Bilmiyor değillerdi. Çok iyi biliyorlardı. Farkındaydılar. Bilerek ve isteyerek el kaldırdılar milletvekili dokunulmazlıklarının kaldırılmasına dair yasaya. “Anayasaya aykırı ama evet diyeceğiz” ünlü lafı onlara aitti.

“Anayasaya aykırı” da olsa, evet diyeceklerdi, çünkü “düzenin bekası” söz konusuydu. “Cumhuriyeti kuran parti” olarak düzenin has bekçileriydiler, yani sermaye sınıfının katıksız temsilcileriydiler... Kürt halkının özgürlük mücadelesi, emeğin kurtuluş mücadelesi söz konusu olduğunda, hiçbirinin elleri titremeyecekti kuşkusuz.

O dönem kimileri naif bir şekilde “yapmayın, bu yasa döner sizi de vurur” diye uyardılar. Ama uyaranlar hala asıl meseleyi anlamıyorlardı. “Söz konusu vatansa gerisi teferruattır” diyen bir düzen temsilcisini, bu değişikliğin onları da vuracağı olgusuyla korkutmaya çalışmak... Heyhat! Bunun ne önemi var ki! Eğer Kürt halkının sesi kısılacaksa, eğer emekçilerin düzeni sarsan isyanlarının önü alınacaksa, varsın bu yasa değişikliği kendilerine karşı da kullanılsın, ne çıkar!

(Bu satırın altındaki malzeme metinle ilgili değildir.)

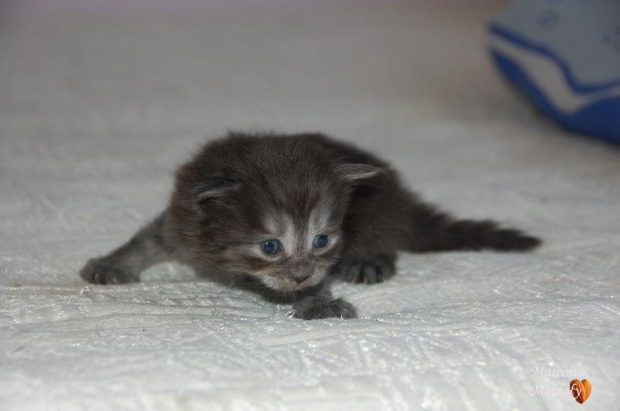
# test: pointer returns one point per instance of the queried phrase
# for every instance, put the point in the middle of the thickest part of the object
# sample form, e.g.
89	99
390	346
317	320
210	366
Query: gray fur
244	189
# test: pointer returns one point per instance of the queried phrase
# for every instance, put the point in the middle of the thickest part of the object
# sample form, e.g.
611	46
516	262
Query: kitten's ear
214	188
355	172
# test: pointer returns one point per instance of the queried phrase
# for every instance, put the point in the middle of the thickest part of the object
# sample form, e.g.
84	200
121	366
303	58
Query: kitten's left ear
213	188
355	172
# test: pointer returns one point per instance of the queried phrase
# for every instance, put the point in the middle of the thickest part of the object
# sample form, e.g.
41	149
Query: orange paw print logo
581	390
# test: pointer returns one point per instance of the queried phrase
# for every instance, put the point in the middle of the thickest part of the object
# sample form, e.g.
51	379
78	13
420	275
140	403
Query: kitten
286	213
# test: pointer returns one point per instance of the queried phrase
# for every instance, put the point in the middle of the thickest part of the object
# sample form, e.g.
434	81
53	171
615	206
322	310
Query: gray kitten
285	214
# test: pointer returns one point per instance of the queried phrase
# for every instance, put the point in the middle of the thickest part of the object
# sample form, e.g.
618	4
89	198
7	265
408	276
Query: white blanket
99	105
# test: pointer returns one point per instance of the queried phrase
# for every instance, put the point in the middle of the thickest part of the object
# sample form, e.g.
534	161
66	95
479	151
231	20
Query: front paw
317	309
98	271
367	269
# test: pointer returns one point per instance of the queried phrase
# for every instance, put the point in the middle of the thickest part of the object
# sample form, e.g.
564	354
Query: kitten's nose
301	273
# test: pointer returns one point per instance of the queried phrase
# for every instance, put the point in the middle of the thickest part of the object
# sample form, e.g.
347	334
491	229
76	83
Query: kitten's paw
317	309
368	269
97	271
508	239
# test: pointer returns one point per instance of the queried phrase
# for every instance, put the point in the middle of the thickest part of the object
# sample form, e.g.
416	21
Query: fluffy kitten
284	213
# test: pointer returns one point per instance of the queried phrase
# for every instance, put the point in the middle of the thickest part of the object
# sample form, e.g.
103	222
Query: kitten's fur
245	189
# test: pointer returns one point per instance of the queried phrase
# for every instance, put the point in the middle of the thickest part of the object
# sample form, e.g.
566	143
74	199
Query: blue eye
320	241
270	247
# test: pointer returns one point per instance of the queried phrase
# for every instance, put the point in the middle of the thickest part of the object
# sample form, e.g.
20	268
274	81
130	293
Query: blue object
564	55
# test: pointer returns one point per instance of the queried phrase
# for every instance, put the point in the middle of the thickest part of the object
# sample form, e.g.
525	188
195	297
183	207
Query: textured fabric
96	111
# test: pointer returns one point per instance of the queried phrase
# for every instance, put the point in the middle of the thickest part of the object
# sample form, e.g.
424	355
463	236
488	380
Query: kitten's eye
320	241
270	247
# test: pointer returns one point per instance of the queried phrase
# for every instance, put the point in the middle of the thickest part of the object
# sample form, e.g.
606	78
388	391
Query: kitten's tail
434	230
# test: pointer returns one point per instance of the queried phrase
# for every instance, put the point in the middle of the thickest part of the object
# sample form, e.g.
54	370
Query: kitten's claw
338	308
97	271
366	269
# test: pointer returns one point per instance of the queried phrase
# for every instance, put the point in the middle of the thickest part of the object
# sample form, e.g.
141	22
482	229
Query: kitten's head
278	220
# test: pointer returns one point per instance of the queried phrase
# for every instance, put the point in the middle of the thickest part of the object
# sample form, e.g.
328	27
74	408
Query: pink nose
301	273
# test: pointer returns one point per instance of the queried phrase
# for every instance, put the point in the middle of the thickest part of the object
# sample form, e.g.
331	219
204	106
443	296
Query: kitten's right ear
353	172
214	188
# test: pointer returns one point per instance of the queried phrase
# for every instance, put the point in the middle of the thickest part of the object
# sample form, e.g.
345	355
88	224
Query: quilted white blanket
100	101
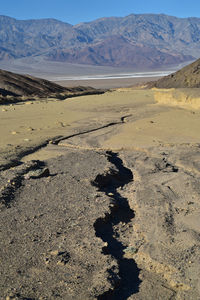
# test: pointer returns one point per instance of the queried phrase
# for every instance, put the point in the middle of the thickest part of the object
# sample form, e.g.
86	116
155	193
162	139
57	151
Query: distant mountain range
146	41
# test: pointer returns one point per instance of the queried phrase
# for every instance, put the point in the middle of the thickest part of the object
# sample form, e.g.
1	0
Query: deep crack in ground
104	227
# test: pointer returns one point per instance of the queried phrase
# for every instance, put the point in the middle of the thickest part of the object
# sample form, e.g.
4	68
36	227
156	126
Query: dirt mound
187	77
16	87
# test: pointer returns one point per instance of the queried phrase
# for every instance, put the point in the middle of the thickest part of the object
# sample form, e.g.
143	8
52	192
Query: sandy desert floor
100	198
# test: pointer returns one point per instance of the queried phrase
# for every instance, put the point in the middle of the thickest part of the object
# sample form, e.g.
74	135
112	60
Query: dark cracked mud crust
52	239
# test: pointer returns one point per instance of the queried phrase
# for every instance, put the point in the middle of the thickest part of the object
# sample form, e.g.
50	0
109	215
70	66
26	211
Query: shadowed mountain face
187	77
19	85
136	40
118	51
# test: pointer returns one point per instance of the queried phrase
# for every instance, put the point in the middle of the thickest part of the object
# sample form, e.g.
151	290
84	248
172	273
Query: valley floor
100	198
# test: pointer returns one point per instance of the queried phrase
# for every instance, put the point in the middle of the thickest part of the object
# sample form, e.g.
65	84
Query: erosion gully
110	184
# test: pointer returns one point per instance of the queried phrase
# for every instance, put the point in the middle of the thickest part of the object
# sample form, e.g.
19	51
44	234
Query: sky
76	11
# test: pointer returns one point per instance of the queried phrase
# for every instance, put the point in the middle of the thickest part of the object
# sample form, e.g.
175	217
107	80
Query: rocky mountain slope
140	41
16	87
187	77
19	85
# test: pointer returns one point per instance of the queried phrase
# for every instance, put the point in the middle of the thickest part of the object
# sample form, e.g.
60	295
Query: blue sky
76	11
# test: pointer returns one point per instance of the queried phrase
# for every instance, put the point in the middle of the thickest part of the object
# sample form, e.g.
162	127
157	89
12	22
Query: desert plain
100	197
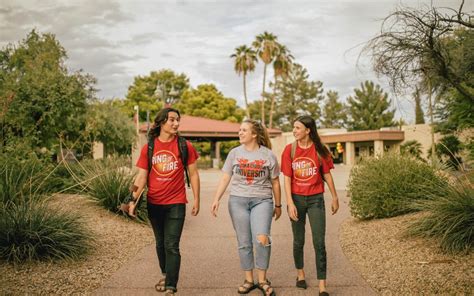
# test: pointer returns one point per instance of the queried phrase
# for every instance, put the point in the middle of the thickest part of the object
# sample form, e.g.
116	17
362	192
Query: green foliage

Evet, CHP’den ve Kılıçdaroğlu’ndan bahsediyoruz. Hala “tek adam rejimini” değiştirmek, “Saray faşizmini geriletmek” adına kimilerinin medet umduğu CHP’den... Sanki CHP’nin “iktidarı almak” gibi bir derdi varmış gibi! Böyle bir amaçları yoktu, olmadı. Bunu her “keskin dönemeçte” o çok laf saydırdıkları “tek adam”a koltuk değneği olmayı sektirmeyerek, “adam kazandı” diyerek, referandum gecesi milleti YSK önünden geri çekerek... daha sayılamayacak denli “kritik destek” sunarak gösterdi CHP ve Kılıçdaroğlu.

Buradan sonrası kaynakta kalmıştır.